Kohlhepp admitted Friday that he killed four workers at Superbike Motorsports motorcycle store in Chesnee in 2003 after the manager made him angry. The victims were the owner, Scott Ponder, 30; Beverly Guy, 52; Brian Lucas, 30; and Chris Sherbert, 26. Guy was Ponder’s mother and worked as a bookkeeper. Lucas was a service manager, and Sherbert was a mechanic at the shop.
Kohlhepp also admitted guilt in the deaths of a husband and wife who disappeared in December 2015. The bodies of 29-year-old Johnny Joe Coxie and 26-year-old Meagan Leigh McCraw-Coxie were found on Kohlhepp’s land after his arrest. The couple had been hired to do work on Kohlhepp’s property.
Melissa Brackman stood just feet from Kohlhepp with only the prosecutor and a deputy between them. On her right was her son, Scott Ponder Jr., who never met his father.
She said Kohlhepp stole a wonderful life from her my killing her husband Scott Ponder.
“I miss motorcycle rides on the back of his bike. I missed him rubbing my pregnant belly,” Brackman said.
Johnny Coxie’s mother said his 7-year-old son held out hopes that his father was alive for months after he disappeared. Cindy Coxie said came the worst day of her life when she had to tell the boy his father was dead.
“He hates you with his little heart,” she said.
Kohlhepp was eligible for the death penalty, but the plea deal took that off the table.
No one has been executed in South Carolina in more than six years because the state lacks the drugs needed for lethal injections.
Kohlhepp moved to South Carolina in 2001 shortly after 14 years in prison after pleading guilty to kidnapping in Arizona. Authorities there said the then 15-year-old forced a 14-year-old neighbor back to his home at gunpoint, tied her up and raped her.

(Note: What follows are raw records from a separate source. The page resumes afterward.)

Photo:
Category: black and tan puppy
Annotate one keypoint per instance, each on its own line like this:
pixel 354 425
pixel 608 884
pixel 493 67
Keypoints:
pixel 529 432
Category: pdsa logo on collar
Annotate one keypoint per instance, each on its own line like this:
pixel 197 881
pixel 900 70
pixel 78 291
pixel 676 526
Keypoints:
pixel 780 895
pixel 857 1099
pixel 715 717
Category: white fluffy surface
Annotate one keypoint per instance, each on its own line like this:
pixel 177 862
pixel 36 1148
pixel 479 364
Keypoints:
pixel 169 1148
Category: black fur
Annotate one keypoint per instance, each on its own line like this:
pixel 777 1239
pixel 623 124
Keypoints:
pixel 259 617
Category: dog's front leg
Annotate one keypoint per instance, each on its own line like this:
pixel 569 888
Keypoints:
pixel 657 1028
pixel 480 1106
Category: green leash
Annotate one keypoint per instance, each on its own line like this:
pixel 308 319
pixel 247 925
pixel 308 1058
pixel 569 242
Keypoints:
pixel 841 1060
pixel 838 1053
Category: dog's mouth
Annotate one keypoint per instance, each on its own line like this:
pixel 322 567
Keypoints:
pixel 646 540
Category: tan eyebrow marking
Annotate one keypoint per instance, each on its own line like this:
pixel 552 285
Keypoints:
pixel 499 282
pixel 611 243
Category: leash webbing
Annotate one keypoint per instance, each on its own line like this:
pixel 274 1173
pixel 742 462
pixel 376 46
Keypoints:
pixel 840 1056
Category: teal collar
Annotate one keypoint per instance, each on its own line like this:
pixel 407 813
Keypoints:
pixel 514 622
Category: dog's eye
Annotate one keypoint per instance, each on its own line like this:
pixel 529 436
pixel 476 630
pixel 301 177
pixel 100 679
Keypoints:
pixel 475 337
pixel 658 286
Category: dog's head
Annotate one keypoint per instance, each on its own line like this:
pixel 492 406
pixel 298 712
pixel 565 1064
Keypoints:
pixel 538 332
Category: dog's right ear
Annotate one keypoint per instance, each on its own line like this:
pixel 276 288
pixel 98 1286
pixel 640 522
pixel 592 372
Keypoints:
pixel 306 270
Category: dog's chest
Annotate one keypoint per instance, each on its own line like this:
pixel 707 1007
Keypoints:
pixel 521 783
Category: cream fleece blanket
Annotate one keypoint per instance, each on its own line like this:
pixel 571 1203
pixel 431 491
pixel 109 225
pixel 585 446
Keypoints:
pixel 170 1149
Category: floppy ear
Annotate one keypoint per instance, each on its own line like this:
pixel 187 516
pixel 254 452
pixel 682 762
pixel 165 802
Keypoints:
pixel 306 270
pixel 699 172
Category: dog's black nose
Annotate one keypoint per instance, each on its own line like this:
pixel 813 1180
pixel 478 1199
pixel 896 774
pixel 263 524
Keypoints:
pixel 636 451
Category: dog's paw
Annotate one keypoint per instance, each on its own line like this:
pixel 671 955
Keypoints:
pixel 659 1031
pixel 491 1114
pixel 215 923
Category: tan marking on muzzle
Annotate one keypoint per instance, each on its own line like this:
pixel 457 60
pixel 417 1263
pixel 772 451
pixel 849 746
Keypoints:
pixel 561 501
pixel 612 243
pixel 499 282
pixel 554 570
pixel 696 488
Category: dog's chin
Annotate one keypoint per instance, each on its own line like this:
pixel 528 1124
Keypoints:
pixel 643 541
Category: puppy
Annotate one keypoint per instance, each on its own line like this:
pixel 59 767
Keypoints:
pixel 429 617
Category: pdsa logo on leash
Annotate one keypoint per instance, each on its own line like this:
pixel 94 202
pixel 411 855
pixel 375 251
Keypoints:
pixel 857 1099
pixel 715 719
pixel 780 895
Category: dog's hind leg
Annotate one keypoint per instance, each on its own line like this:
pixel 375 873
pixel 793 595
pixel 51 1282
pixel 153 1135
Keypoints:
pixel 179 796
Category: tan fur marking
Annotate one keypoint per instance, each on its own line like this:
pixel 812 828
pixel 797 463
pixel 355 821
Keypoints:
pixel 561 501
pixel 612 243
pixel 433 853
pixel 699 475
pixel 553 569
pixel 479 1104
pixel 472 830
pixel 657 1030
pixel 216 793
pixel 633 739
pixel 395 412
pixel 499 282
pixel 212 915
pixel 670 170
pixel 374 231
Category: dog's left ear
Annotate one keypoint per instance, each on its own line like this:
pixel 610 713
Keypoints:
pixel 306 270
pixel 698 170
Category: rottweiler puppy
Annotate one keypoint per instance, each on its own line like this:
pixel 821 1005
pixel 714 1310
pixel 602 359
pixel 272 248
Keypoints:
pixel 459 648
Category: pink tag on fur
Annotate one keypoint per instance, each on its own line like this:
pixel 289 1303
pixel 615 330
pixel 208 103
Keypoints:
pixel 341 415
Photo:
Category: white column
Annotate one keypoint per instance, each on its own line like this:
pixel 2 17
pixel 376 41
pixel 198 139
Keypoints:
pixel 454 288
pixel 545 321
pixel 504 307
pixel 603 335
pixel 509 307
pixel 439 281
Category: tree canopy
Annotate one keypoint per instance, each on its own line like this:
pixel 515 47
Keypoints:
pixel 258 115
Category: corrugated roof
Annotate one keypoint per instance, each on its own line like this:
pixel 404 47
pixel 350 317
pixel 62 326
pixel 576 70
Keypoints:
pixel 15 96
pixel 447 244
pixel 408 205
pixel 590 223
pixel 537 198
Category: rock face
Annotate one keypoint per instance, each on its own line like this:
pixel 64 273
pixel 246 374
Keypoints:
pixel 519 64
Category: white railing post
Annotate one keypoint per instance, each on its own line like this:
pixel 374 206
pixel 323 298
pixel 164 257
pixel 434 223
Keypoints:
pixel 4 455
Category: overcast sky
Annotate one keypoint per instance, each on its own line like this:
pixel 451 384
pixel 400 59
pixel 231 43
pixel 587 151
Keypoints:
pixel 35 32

Kohlhepp had to register on South Carolina’s sex offender registry, but told people it was a trumped up charge after a girl’s father was angry about a joyride. Kohlhepp also lied about the felony conviction so he could get his real estate license in the state.
Friends and co-workers at Kohlhepp’s real estate business said he was a hard worker with some strange habits. He would watch pornographic videos during work and joked on his firm’s website that he motivated workers by not feeding them.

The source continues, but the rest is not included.